Minister Arena wil vanaf september 2007 enkele voorzichtige hervormingen invoeren rond het inschrijvingsrecht in het Franstalig leerplichtonderwijs. De maatregelen situeren zich in het onderdeel “gettovorming in de scholen bestrijden” van het “Contract voor de school” (Contrat pour l’Ecole) dat de regering van de Franse Gemeenschap in 2005 goedkeurde.

Zo moeten de scholen een gemeenschappelijke inschrijvingsperiode in acht nemen en een inschrijvingsregister bijhouden. De leerlingen moeten, behoudens uitzonderlijke omstandigheden, in principe dezelfde graad (= 2 jaren) in dezelfde school volgen. Tegen dit ontwerp van decreet is vanuit bepaalde kringen (de liberale MR, de katholieke oudervereniging UFAPEC) verzet gerezen. De onderwijsvakbonden en andere onderwijsorganisaties, verenigd in het “Platform tegen schoolmislukkingen” reageerden in december 2006 met onderstaand communiqué op de maatregelen van minister Arena.
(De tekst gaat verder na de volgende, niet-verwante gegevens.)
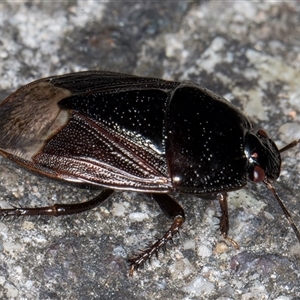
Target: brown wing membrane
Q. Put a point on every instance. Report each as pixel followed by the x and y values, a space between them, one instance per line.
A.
pixel 88 152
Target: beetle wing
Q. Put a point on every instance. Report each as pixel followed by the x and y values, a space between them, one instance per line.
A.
pixel 93 154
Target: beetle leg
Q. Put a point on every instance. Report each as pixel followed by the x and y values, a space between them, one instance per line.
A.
pixel 58 209
pixel 173 209
pixel 224 219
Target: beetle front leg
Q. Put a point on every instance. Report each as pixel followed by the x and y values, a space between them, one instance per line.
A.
pixel 174 210
pixel 57 209
pixel 224 219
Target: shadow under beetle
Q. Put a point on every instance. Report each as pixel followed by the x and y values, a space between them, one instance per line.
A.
pixel 115 131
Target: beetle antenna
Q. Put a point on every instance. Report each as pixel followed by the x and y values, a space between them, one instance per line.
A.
pixel 286 213
pixel 289 146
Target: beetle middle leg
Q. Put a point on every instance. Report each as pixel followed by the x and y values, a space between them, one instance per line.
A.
pixel 57 209
pixel 224 219
pixel 174 210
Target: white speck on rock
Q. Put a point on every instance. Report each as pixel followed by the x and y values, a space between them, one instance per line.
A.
pixel 199 287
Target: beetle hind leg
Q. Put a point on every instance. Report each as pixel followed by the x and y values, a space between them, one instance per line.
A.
pixel 224 219
pixel 57 209
pixel 174 210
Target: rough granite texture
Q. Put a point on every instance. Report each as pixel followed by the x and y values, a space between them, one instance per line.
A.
pixel 246 51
“Deze maatregelen gaan niet ver genoeg, als ze al niet contraproductief zijn. Vele vaststellingen tonen aan dat de sociale ongelijkheid die reeds aanwezig is vóór de start op school, wordt versterkt door een duaal schoolsysteem dat de armsten benadeelt. Dat gaat in tegen de rechten van het kind en is dus onaanvaardbaar. Want de school moet iedereen toegang verlenen tot de kennis en competenties die begrijpen en handelen in een steeds complexer wordende wereld mogelijk maken. Eén van de sleutels in het gevecht tegen die ongelijkheid is de strijd tegen de dualisering van de scholen.

Ons schoolsysteem is opgebouwd rond de “vrijheid” van het aanbod van de scholen en van de vraag van de ouders. En tegenwoordig gebeurt de keuze meer en meer in functie van ‘marktargumenten’.

Gezien van de kant van de vraag domineert de vrije schoolkeuze, die stevig in onze cultuur is verankerd. We moeten er nochtans alle consequenties van inschatten, want niet alle ouders krijgen erdoor gelijke kansen. Om van dit fundamenteel recht te kunnen genieten, moet je over alle nodige hulpmiddelen beschikken. Achtergestelde families hebben die niet: ze hebben een flinke achterstand op het vlak van informatie, van culturele en sociale codes die de families uit de middenklasse en de hogere klasse wel hebben. Die bevoorrechte klassen maken strategische keuzes met het oog op een toekomstige sociale positionering. Het is dan ook niet verwonderlijk dat je in sommige ‘goede’ scholen lang van tevoren moet inschrijven. Die vrijheid aan de vraagzijde is ook het beginpunt van de concurrentie tussen de scholen om een bepaald type publiek aan te trekken. En die concurrentie versterkt de segregatie tussen de scholen, en vandaar tussen de leerlingen.

Aan de kant van het aanbod worden scholen gefinancieerd in functie van het aantal ingeschreven leerlingen. Er is een zeker aantal leerlingen nodig om de zaak draaiende te houden, maar het gaat ook om de kwaliteit van het schoolpubliek. Het is dan ook niet verwonderlijk dat scholen marketingstrategieën ontwikkelen om ‘klanten’ aan te trekken met meer cultuur, geld of met gedrag dat aan hun project beantwoordt.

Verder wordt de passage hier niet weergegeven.